Political madness has its price. This year the price will be paid. China’s re-emergence is putting the United States under enormous internal political pressure. The US is crumbling under that pressure, failing the first real test of its global dominance in the post-war era. Europe, too, is struggling to sustain its war-driven commitment to peaceful economic integration, as Britain’s political geniuses execute the idea of leaving Europe to relive the empire’s glory days. Here in Australia, conservatives who yearn for a bygone white, Christian-dominated colonial era have terrorised Liberal Party moderates, carrying out their threat to destroy the Coalition village in order to save it.

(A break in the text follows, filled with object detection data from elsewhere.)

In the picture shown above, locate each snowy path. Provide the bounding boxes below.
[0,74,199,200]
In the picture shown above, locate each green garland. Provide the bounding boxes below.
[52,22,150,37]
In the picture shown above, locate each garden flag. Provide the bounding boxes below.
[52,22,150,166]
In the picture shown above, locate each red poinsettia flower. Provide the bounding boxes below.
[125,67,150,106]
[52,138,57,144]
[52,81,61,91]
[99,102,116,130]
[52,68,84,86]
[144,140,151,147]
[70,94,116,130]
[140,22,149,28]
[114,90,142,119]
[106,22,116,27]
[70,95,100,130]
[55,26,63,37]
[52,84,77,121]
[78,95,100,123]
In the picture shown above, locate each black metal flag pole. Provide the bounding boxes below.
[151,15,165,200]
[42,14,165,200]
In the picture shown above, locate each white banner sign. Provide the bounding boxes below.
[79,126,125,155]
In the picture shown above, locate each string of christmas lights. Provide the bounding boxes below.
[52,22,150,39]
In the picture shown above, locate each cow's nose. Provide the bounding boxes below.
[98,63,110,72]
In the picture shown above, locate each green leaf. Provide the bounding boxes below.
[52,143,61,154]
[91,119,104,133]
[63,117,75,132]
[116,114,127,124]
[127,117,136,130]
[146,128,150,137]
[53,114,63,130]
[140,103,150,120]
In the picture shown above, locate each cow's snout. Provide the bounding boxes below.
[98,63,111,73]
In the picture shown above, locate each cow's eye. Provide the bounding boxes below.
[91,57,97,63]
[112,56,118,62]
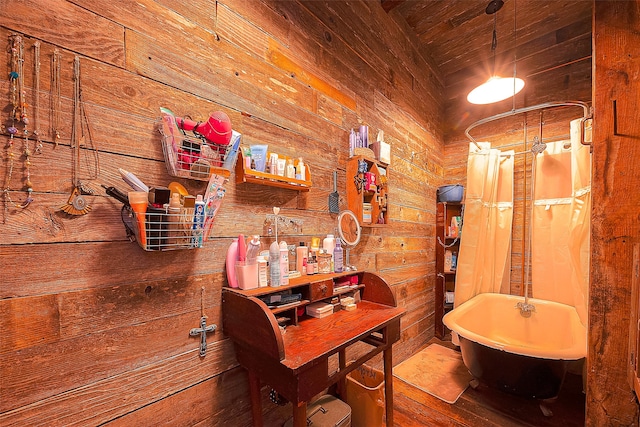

Until around the year 1500AD the countries with the biggest populations also had the biggest economies. The reason was that the labour productivity levels of different countries were pretty similar; there hadn’t been major inventions that gave one country an advantage over others. Then along came The Enlightenment in Europe, led by thinkers such as Adam Smith, David Hume, Isaac Newton and James Watt who is credited with inventing the steam engine. Before long, Europe was experiencing the Industrial Revolution, sending its labour productivity into the stratosphere and leaving heavily populated China and India behind.
By subsequently turning inwards China compounded its disadvantage. But 40 years ago last month, Deng Xiaoping began the process of China’s opening up, leading to its breathtaking re-emergence to become the world’s second-largest economy.
China’s population is more than four times that of the United States. When China’s labour productivity reaches half US levels, its economy will be twice the size of America’s. All that’s holding China back is the technology gap between the two countries. That’s why China is deploying every means at its disposal to bridge the technology gap.
As China catches up, the US is melting under the pressure. The American people have elected a President who has promised he will return manufacturing jobs from China. But those jobs have already left China for lower-wage countries or are being replaced by artificial intelligence. They are not coming back.
President Trump’s promise to Make America Great Again has manifested itself in a trade war with China that he claims America is winning but which both countries are losing. While China is slowing down, the US stock market, the President’s signature of his success, is freaking out.
President Trump’s debt binge is causing the Federal Reserve to hike US interest rates. The finalisation of the Mueller investigation into Trump and family members will put the President under enormous personal pressure in 2019 at a time when the American economy will need deft leadership. So will various investigations initiated by the Democrat-dominated House of Representatives that took office on 3 January 2019.
Across the Atlantic, Britain’s Prime Minister is struggling to handle the country’s greatest crisis since World War II. Prime Minister May will probably not gain House of Commons support for her Brexit deal. Labour will oppose it rather than expose its internal differences on the matter. So will Boris Johnson and the hard-line conservatives who came up with this hair-brained idea purely to advance their own political careers, never believing Brexit would get up.
Europe cannot contemplate offering the UK a more generous deal for fear of other countries insisting on the same terms to leave the union. A hard Brexit will plunge the UK economy into recession and imperil the Good Friday peace agreement between Ireland and Northern Ireland. It’s a disaster born of political opportunism by the conservatives.
Here in Australia, hard-line conservatives have been active too, driving the Coalition government further to the right under threat of bringing it down. Their characterisation of climate change as a hoax will cost them dearly in the big cities where Labor will pick up seats, especially in Melbourne, and quite possibly in drought-stricken regions where independents could take seats from the Nationals.
The Australian economy is weakening. Car sales have collapsed, the banks are tightening credit in the aftermath of the Banking Royal Commission and private investment is feeble. With GDP barely growing in the September quarter, a negative quarter in 2019 is not out of the question.
If Parliament resumes in February, as scheduled, it will be chaotic, the government having lost its majority after sacking a generally popular prime minister and treating its women MPs poorly.
In the US, Britain and Australia, madness is exacting its price, while China continues its resurgence towards the podium of the world’s largest economy. It would be wise if the three countries, and more, took time out from their internal political squabbling and engaged China in the shaping of a new world economic and geopolitical order.